D’indole docile e gentile, Uvaspina si fa spremere da tutti, come il frutto di cui porta il nome. Non contesta la madre, quando gli chiede di stare in disparte, di lasciar perdere; non si ribella al padre, che lo umilia con la sua indifferenza, non reagisce ai continui soprusi della sorella che lo chiama «femminiello» come i suoi compagni di scuola.

Minuccia, invece, fa il bello e il cattivo tempo, si prende tutto lo spazio, intimidisce chiunque, compresi i genitori, con il suo impeto travolgente, con l’umore volubile e tempestoso, con le sue vendette da fattucchiera. Intuisce i sogni e i segreti di Uvaspina, e approfitta della sua ritrosia per schiacciarlo, spolparlo e ridurlo a un’ombra, in un sadico esercizio del potere e della sopraffazione.

Sarà l’incontro con Antonio, il pescatore dagli occhi di colori diversi, che legge libri e non ha paura del sangue, che sa navigare fino a Procida e ridare speranza a un ragazzo che dubita di sé stesso, a rendere Uvaspina più sicuro di sé, e attraverso un’iniziazione all’amore e alla sessualità, a fargli sperimentare la passione e la capacità di sognare una vita migliore.

La purezza del loro incontro, però, non potrà nascondersi a lungo nelle grotte di Palazzo Donn’Anna: è una passione assediata dallo scherno del mondo e dai richiami di una realtà fatta di ombre molto più che di luci.

Sullo sfondo, o, meglio, proprio dentro la storia, ribolle una Napoli magica e misteriosa, madre amorevole e matrigna crudele, con i suoi monumenti, le chiese, le piazze, i palazzi, coi vicoli bui, fetidi e sporchi, con le sue storie, le sue leggende, di re, di regine, di pescatori, soprattutto col suo mare, che la fronteggia, la penetra e la avvolge.

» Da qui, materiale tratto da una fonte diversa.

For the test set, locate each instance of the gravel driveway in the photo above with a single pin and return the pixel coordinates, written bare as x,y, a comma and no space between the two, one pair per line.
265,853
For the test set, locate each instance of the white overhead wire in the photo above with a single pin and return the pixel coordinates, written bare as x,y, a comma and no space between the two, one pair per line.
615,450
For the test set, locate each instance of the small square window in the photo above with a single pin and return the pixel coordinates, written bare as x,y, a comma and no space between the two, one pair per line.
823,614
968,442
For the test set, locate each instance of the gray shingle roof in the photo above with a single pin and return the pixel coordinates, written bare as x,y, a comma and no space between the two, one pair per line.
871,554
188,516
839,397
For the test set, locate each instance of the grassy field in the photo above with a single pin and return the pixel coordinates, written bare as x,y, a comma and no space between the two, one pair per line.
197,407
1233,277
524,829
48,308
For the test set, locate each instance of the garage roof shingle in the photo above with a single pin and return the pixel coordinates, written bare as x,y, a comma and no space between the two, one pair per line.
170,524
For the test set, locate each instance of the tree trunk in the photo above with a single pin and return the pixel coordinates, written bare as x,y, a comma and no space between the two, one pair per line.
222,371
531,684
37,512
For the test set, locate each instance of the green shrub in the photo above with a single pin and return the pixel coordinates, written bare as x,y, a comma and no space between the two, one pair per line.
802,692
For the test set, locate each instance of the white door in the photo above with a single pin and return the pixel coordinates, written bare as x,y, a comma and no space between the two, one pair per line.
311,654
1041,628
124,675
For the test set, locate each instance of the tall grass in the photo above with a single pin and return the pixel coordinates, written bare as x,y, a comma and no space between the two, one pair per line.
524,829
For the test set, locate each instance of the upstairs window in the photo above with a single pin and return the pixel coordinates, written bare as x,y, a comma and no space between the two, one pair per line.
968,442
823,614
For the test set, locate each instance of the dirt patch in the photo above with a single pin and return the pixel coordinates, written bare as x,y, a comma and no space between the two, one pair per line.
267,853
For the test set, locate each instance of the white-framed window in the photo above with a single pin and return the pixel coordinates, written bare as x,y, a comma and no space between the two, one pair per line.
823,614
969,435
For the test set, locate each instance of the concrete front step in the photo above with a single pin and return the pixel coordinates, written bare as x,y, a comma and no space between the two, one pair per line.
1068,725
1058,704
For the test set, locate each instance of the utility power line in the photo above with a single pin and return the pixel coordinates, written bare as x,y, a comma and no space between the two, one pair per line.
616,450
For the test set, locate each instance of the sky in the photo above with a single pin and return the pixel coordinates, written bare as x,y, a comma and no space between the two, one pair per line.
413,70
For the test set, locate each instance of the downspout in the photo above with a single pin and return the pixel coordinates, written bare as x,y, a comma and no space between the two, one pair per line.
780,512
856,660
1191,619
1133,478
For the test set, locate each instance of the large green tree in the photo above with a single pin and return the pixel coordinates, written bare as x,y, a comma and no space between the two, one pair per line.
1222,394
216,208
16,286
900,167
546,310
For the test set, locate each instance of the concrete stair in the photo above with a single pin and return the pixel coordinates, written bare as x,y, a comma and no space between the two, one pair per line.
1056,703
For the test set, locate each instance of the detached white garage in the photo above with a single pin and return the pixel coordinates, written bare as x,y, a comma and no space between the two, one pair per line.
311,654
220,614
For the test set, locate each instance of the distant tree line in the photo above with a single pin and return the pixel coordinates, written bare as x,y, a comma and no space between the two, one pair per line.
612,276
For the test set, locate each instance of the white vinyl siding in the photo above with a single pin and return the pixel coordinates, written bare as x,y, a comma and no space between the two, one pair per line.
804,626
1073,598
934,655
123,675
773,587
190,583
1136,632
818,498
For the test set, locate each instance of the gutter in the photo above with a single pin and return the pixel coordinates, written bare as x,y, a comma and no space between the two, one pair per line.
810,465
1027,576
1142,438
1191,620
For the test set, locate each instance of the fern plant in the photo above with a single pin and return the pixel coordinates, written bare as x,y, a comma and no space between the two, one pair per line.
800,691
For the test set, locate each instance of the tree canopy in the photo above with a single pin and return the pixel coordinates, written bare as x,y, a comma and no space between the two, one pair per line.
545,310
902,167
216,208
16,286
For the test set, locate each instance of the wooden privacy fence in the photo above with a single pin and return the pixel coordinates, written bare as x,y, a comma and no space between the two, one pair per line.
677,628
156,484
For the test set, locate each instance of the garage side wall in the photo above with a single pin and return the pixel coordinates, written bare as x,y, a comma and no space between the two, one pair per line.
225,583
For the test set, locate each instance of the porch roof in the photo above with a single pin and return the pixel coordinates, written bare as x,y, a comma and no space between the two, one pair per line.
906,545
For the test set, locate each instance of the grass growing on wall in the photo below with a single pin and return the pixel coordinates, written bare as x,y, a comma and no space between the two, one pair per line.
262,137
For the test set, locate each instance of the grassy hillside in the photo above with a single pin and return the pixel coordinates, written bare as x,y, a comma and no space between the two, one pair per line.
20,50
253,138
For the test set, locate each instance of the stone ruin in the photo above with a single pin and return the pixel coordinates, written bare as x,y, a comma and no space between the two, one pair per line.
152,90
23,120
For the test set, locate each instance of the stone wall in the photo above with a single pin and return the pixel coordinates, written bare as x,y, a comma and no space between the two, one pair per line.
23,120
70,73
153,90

Monica Acito trascina il lettore con una scrittura viscerale, tagliente, cruda, a volte cattiva, un impasto linguistico che mescola italiano e dialetto, che ha qualcosa di arcaico e di mitico, un linguaggio diretto e primordiale, efficace a rappresentare in modo vivido e colorito i suoi personaggi e le vicende che raccontano. É difficile separarsi dalla storia, è impossibile non provare il desiderio di consolare Uvaspina per le infinite umiliazioni, o di punire Minuccia per la sua inutile crudeltà. 

Il tema dell’ambiguità e della forza dell’amore fraterno è centrale nel racconto: Uvaspina e Minuccia, nati dall’unione del notaio Riccio, che rappresenta la Napoli borghese e benestante, con la Spaiata, che invece viene da Forcella, rione popolare, sono buio e luce, sacro e profano, amore e odio, estremi che si attraggono e si respingono, uniti da desideri comuni e dalla capacità di leggersi nell’animo, ma invidiosi e gelosi, l’uno dell’altra, fino alla crudeltà.

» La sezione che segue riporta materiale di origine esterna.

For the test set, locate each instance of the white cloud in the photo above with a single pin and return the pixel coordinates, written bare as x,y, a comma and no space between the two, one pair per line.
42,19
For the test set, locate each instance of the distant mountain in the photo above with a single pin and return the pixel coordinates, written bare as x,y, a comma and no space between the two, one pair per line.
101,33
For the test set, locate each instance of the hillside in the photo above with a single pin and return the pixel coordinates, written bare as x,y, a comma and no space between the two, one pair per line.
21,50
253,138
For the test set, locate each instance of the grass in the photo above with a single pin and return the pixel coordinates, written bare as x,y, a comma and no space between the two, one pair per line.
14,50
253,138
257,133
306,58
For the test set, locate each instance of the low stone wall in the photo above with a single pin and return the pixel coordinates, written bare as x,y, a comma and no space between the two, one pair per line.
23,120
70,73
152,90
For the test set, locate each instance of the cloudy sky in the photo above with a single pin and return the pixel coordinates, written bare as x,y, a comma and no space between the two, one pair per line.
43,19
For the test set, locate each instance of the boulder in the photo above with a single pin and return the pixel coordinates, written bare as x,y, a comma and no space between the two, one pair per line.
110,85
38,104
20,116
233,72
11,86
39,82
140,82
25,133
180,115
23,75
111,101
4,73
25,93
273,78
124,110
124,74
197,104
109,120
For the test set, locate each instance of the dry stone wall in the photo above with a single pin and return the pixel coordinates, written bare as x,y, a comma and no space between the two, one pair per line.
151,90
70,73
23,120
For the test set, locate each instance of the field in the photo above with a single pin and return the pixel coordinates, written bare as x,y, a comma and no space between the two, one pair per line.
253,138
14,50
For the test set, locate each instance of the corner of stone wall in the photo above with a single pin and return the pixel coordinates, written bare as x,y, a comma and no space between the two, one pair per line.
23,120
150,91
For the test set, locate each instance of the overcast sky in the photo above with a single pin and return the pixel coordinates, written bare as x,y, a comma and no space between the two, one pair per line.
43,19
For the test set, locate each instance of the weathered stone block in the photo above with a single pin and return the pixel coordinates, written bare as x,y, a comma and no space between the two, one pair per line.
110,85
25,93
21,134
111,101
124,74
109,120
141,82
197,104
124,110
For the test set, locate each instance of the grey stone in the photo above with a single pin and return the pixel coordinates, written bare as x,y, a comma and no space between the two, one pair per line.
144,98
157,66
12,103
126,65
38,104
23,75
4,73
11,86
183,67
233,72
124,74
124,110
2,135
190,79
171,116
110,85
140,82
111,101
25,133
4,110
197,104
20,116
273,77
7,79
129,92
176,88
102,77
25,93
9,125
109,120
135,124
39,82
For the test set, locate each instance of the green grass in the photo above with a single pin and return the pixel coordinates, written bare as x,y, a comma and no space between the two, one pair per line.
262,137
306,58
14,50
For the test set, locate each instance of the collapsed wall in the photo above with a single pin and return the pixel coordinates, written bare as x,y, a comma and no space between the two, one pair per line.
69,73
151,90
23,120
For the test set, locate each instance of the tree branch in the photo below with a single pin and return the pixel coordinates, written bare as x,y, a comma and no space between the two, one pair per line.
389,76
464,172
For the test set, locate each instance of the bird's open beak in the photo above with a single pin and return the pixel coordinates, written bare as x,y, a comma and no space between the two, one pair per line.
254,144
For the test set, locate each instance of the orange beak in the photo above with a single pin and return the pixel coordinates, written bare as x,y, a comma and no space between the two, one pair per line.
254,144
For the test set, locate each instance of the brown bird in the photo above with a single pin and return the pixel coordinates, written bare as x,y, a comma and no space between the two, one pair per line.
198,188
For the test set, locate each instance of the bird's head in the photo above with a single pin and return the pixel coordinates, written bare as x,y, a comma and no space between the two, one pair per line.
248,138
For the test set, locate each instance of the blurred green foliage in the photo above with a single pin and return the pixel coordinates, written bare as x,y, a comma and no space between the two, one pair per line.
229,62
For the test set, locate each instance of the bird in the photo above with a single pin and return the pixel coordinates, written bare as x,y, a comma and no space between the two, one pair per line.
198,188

L’unico rischio che vedo, per questo romanzo d’esordio, è di essere troppo; leggendolo, ho provato l’impressione di una storia letteralmente esplosa nella penna dell’autrice, se mi si passa la metafora, una storia che, come fosse stata compressa a lungo, una volta liberata, schizza dappertutto, e il lettore, volente o nolente, ne resta imbrattato, e viene trascinato in una sorta di spaesamento, in una realtà deformata, dove sono persi i riferimenti di tempo e di luogo, perché anche Napoli, pur così presente, è raccontata come un’immaginazione, come una metafora.

C’è qualcosa di profondamente perturbante e ossessivo nella ridondanza della materialità, descritta nei suoi aspetti più sordidi e crudi, carne, miseria e sangue, umori e odori che continuamente ci ricordano il lato animale del nostro essere vivi e che caratterizzano una Napoli fuori dal tempo, reale eppure inventata, nata dalla coda di una sirena, Napoli città cancrena, notturna e malafemmena.

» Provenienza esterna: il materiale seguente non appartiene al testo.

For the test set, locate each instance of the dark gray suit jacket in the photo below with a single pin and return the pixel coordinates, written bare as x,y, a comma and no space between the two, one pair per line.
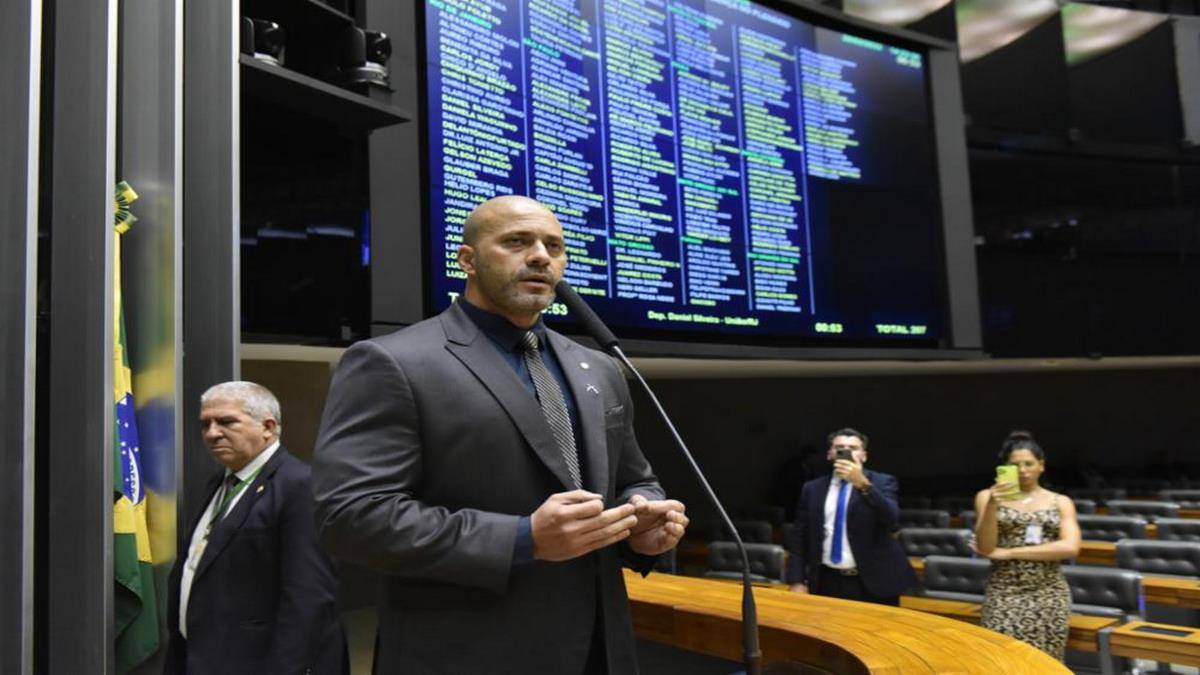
264,596
870,524
430,451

Uvaspina è un romanzo che ti cattura e ti riempie di emozioni, che ti prende all’amo facendoti vagheggiare il bello, il buono, il puro, che prima o poi arriverà, te lo fa intravvedere, desiderare e annusare da lontano, ma intanto le pagine scorrono e, come un miraggio, il riscatto non arriva e tu resti inchiodato fino alla fine, a chiederti se resta ancora viva la speranza.